Trump’s rise has thrown the religious right into turmoil. How Democrats could become the party of God.
In late November of 1973, about 50 evangelical leaders convened at a shabby YMCA hotel in Chicago for what they hoped would be a generation-defining gathering. Attendees at the Thanksgiving Workshop of Evangelical Social Concern got to work assembling a document that would serve as a manifesto for the future of their movement. They condemned institutionalized racism, unfettered capitalism, and the Vietnam War, and they proclaimed that “God lays total claim upon the lives of his people.” The stakes were high, and they knew it. “For better or for worse,” activist Ron Sider predicted, American evangelicals “will exercise the dominant religious influence in the next decade.”
As we now know, Sider was right—just not exactly as he hoped. A few years later, Baptist pastor Jerry Falwell and other leaders began to coalesce around a right-wing political agenda very different from the one laid out at the Thanksgiving Workshop. Since then, conservative evangelicals have dominated election narratives and policy battles and prompted cultural skirmishes over things like Kim Davis’ visit with the pope. If you read only the headlines on religion in America, it would be easy to assume that Christians are a unified mob of anti-gay, anti-government caricatures—as President Obama uncharitably put it back in 2008, those clinging to their guns or their religion.
Look closer, however, and conservative evangelicalism is showing serious cracks, particularly as a political movement. Its leaders are in crisis mode over the candidacy of Donald Trump, with some begrudgingly supporting him as their best hope against Hillary Clinton and others deriding him as an immoral charlatan. Marriage equality is the law of the land, and the big new issue for conservatives is religious liberty, which presumes a subservient status for Christians—the onetime “moral majority” as a minority group requiring special protection. The future of conservative evangelicalism as the dominant expression of American Christianity looks dubious, if not doomed.
The cracking apart of evangelicalism’s influence is more than the end of an era. It’s an opportunity—for Democrats picturing a broad victory in November, yes, and for Republicans who think their party needs reinvention. But it’s also an opening for another “silent majority” within American society: liberal Christians, a term that for a generation has been relegated to an oxymoron. That Christian belief can coexist with, let alone support, left-leaning social and political views has so disappeared from living rooms and community halls that any public embrace of the idea elicits surprise.
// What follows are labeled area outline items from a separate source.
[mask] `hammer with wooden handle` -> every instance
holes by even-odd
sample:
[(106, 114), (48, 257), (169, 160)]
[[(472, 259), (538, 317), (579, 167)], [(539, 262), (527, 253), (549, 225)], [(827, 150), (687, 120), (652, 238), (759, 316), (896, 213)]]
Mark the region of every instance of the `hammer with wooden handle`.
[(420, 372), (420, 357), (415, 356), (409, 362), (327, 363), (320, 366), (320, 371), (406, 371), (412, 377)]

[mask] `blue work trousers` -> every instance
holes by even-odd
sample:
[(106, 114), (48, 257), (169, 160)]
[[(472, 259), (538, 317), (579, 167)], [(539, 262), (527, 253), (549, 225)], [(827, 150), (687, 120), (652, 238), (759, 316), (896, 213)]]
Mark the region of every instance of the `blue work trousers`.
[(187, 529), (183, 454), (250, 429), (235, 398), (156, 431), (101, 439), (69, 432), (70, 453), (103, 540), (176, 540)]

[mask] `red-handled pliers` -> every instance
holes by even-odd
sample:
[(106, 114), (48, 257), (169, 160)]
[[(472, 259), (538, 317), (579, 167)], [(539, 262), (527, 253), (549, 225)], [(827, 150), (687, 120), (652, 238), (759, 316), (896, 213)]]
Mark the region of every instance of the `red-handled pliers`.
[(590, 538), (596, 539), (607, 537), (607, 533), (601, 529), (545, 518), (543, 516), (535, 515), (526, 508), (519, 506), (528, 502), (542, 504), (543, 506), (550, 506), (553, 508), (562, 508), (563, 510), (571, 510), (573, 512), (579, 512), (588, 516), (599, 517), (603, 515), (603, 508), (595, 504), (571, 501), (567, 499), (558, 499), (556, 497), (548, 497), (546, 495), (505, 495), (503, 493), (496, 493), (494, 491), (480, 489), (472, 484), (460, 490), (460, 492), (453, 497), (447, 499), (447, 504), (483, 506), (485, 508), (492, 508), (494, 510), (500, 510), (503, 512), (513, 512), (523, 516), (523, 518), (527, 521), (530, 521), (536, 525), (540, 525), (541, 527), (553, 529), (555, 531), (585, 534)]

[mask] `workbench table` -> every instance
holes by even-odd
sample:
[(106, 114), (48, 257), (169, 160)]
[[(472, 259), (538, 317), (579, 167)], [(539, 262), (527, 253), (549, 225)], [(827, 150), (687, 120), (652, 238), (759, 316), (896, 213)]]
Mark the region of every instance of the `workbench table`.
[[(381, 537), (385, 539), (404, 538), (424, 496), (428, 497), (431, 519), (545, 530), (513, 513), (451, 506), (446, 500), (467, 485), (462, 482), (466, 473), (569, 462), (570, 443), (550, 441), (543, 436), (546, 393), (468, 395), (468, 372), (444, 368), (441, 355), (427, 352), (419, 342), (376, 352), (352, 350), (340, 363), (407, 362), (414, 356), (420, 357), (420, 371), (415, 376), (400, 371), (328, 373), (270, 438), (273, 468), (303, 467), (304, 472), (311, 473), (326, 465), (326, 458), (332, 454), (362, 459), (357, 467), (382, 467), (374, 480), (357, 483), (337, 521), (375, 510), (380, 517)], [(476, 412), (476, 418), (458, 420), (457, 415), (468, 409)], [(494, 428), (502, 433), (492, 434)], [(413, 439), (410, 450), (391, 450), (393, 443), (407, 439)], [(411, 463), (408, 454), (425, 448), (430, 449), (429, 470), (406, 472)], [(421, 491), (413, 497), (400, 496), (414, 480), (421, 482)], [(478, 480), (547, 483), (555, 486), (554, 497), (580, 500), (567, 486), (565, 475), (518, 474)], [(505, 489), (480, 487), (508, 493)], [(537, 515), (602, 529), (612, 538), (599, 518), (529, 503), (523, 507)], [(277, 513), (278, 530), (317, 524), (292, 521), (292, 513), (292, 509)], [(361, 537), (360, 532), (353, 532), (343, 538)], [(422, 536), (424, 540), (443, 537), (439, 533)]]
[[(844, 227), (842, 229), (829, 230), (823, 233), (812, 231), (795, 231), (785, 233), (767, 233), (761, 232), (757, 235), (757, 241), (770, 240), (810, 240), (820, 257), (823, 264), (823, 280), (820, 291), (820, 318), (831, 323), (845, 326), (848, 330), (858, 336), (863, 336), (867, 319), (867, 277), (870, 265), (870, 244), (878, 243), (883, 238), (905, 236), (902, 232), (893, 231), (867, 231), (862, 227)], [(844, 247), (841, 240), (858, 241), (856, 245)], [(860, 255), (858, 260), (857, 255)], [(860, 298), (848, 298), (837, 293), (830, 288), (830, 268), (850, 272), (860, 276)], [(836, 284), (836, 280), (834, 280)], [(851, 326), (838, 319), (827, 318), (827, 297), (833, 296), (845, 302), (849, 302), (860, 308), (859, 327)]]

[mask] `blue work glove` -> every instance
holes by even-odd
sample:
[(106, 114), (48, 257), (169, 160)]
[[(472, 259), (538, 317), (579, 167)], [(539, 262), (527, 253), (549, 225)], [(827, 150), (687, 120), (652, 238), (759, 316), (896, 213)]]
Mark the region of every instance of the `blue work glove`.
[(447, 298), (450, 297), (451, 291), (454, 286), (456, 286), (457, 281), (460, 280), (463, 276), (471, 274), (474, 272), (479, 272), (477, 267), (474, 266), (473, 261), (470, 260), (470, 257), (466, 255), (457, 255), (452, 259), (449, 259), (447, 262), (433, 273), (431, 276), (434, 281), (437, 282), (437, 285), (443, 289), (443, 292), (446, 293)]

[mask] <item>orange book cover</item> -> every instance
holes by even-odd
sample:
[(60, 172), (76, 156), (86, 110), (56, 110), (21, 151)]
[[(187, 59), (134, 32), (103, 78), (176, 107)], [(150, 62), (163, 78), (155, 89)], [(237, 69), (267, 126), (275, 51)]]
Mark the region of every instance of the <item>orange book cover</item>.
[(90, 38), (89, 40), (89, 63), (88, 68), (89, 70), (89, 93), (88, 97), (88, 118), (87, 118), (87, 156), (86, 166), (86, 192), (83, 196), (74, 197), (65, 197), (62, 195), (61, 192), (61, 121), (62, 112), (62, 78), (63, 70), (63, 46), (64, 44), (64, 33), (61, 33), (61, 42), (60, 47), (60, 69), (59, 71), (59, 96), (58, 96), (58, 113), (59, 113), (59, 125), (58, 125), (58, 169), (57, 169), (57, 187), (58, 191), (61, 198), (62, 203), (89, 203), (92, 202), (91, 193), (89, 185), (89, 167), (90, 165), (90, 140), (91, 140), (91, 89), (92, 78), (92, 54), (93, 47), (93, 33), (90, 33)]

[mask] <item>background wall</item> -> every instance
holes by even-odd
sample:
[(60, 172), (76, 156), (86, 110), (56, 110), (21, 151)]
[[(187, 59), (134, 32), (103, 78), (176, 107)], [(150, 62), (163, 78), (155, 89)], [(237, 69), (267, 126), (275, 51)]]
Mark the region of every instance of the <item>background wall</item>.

At a January campaign stop in Iowa, lifelong Methodist Hillary Clinton stirred up the blogosphere with a lengthy response to a question about what the Ten Commandments mean to her:
My study of the Bible, my many conversations with people of faith, has led me to believe the most important commandment is to love the Lord with all your might and to love your neighbor as yourself. … But I do believe that in many areas judgment should be left to God, that being more open, tolerant, and respectful is part of what makes me humble about my faith, and I am in awe of people who truly turn the other cheek all the time, who can go that extra mile that we are called to go, who keep finding ways to forgive and move on.
Clinton’s “But … ” captures the tension that animates liberal Christianity and the policy approaches that tend to flow from it. It’s important to follow God’s Old Testament orders but to leave many final judgments to him; to “love the Lord” butwith humility; to do justice but to “forgive and move on.” Implicit in that simple “but” is a subtle critique of the religious right, a movement whose public expressions are seen by the left as judgmental, narrow, and punitive—more “eye for an eye” than “turn the other cheek.”
British theologian Steve Holmes has summed it up more concisely: Liberal Christianity is “Christianity that is acutely alive to the challenges to belief coming from modern philosophy”—from experience as it is lived. As Clinton’s words indicate, this translates to a religious expression less focused on theological purity and more focused on social reform, or to put it another way, more interested in Earth now than in heaven later. Whether or not you interpret this as a triumph or a disgrace probably says something about where you fall on the theological spectrum, if you’re on it at all. It’s important to note that liberal Christianity and progressive politics don’t overlap perfectly—the evangelicals at the Thanksgiving Workshop in 1973 specifically pushed back against a watered-down theology by repeatedly referencing the “Lord Jesus Christ”—but they are allied closely enough that their futures are clearly entangled.
Liberal Christians today can be found in those who use Jesus’ inspiration to advocate for criminal justice reform, in feminists who view him as a disrupter of the patriarchy, and in the everyday churchgoers who see their values better reflected by the economic and social agenda of the mainstream left. They are mainline Protestants, Catholics, and evangelicals. And if they are ever going to reinsert themselves into the heartbeat of American culture, this just might be their moment.